Before Theodore W. Allen turned to his magnum opus, The Invention of the White Race, he drafted an essay “The Kernel and Meaning: A Contribution to a Proletarian Critique of U.S. Historiography.” In it, he assessed how the industrial bourgeoisie successfully overturned plantation capital’s rule while assuring its own ascendancy over the proletariat. Allen reviewed six commonly held explanations as to why, despite favorable objective conditions, the U.S. left and workers movements failed to establish socialism or even a permanent working-class party. Inspired by Du Bois’s Black Reconstruction, Allen introduced an extended critique of the “white blind spot” in Marxist-oriented historiography as a key source of the failure to develop a proletarian strategy. Subsequent chapters highlight Du Bois’s emphasis on the central role of the fight against white supremacy in the class struggles of that era and the defeat of Black-white solidarity during Reconstruction, the 1877 railroad strike, the Black Exodus, the Redeemer-Populist struggles in the 1880s, and the rise of Jim Crow.

Participants in this six-session group will read and discuss the original, 160-page typescript of Allen’s unpublished essay, written in the 1970s and accessible through the Special Collections of the University of Massachusetts at Amherst.
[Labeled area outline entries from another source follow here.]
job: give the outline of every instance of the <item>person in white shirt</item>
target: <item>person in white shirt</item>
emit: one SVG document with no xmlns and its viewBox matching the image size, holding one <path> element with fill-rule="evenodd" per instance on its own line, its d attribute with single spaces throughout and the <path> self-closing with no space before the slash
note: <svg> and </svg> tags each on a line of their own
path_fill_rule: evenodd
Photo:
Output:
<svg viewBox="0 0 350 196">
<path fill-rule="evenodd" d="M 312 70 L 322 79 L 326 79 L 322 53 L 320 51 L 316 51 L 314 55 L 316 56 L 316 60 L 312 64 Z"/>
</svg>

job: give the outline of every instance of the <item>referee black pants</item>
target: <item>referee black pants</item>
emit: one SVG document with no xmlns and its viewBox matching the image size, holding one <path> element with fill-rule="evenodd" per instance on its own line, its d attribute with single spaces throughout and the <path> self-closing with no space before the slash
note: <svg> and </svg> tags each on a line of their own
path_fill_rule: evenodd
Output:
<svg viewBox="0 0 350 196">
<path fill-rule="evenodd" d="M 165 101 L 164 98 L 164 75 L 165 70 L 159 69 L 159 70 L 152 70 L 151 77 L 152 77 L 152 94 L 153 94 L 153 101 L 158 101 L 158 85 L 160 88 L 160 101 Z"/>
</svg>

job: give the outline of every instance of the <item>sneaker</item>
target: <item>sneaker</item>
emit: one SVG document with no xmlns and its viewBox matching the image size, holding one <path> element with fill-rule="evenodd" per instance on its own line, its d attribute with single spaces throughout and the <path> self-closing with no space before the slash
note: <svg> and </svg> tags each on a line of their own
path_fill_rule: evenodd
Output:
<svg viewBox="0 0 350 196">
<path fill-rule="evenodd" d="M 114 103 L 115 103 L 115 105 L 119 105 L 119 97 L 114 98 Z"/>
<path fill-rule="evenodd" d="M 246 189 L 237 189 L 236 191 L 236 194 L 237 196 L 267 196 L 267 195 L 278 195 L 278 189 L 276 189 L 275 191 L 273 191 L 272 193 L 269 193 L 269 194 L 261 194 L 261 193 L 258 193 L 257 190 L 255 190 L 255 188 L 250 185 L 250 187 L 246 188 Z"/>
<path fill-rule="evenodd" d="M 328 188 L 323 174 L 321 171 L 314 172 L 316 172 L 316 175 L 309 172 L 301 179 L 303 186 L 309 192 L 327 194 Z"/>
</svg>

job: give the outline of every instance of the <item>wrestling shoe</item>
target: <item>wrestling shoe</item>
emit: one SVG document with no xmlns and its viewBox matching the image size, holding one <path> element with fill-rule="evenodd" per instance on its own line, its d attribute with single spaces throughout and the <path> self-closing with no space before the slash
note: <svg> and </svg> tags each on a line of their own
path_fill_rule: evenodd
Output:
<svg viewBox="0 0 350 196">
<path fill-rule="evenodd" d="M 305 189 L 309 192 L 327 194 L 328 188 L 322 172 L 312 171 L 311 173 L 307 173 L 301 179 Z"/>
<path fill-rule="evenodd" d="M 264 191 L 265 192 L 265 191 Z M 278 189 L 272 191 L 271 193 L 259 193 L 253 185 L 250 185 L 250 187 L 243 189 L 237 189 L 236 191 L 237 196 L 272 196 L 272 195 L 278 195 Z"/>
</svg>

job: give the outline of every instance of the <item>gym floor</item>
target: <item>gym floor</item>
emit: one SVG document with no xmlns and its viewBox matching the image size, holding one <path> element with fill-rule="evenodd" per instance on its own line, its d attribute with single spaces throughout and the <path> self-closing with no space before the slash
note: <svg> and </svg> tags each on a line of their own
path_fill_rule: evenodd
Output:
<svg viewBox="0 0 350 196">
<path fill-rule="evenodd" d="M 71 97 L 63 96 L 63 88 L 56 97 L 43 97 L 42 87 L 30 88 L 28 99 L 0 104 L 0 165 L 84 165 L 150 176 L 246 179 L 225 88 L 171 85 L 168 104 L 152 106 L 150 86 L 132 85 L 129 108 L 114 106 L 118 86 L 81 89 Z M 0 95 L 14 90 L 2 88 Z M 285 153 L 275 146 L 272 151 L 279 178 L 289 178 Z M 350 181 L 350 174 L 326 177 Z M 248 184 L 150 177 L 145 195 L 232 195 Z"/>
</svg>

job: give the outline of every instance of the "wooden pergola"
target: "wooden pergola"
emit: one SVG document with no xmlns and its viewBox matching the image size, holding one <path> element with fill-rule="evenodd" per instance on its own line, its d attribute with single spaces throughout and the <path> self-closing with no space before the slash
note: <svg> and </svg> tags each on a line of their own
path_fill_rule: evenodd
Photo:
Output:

Facilitated by David Slavin. David has taught US and world history at the college level for 30 years and written two books on French anti-imperialist movements and race. In the 1970s he was a construction worker and labor troublemaker in NYC and, in the mid-1980s, research director of District 1199, the NYC hospital workers union. He grew up in the Bronx, has lived in Atlanta for the past twenty years, and just finished an essay on “Redlining the Working Class: The Social Security Act of 1935, the New Deal, and the Nationalization of Jim Crow.”